Plutonium-238 (like -239) is an alpha emitter. Solid metal pellets are harmless to people unless swallowed or aerosolized or turned into dust (from machining, say) and inhaled. Softball-sized spheres of Pu-239 such as those used in bombs can be handled with bare hands — they are comfortably warm to the touch — as they were when the President of the University of California literally handed over the one destined for Nagasaki to General Leslie Groves. (The Manhattan Project was carried for secrecy on the books of the U of C, where plutonium had been discovered by Seaborg et al. Yes, the President got a receipt from the Army.*) Criticality accidents have occurred in laboratory handling but only when there is a mass of metal present that can form a critical geometry.
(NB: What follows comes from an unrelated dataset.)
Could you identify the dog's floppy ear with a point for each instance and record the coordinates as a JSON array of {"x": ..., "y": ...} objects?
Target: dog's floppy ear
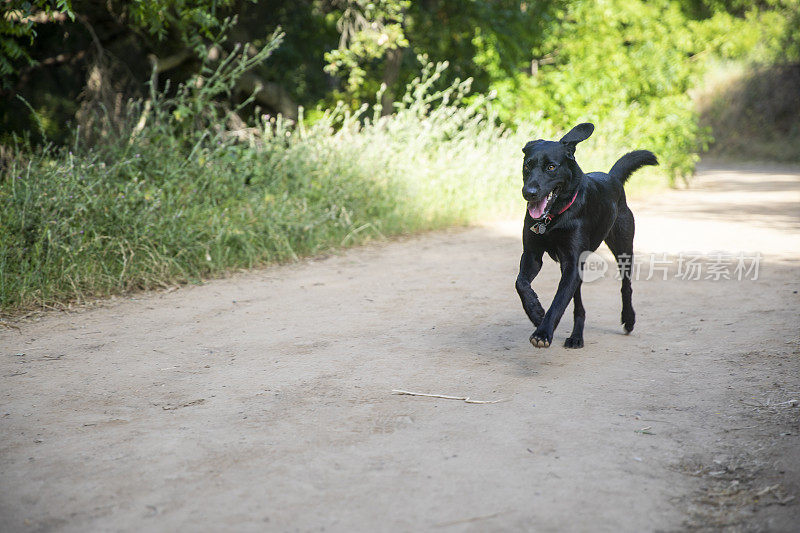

Pu-238 undergoes a much faster rate of decay, which is why the refined metal is hot enough, red-hot, to power a SNAP generator. Not suitable for making fission bombs. Too hot to handle, literally.
The mention that the lost SNAP generator contained a third as much plutonium as what devastated Nagasaki is scare-mongering. It’s not going to undergo fission all by itself. In a few hundred years melting its way to the bottom of a glacier somewhere it will almost all be gone, and no more dangerous to anyone who finds it than it was to the guys who lugged it up the mountainside in 1965.
(* Richard Rhodes, The Making of the Atomic Bomb)
Thanks for the information.
I believe that’s a raven in the video.
Straight down the hatch – no savouring at all.
Maybe that is why “ravenous” is a word.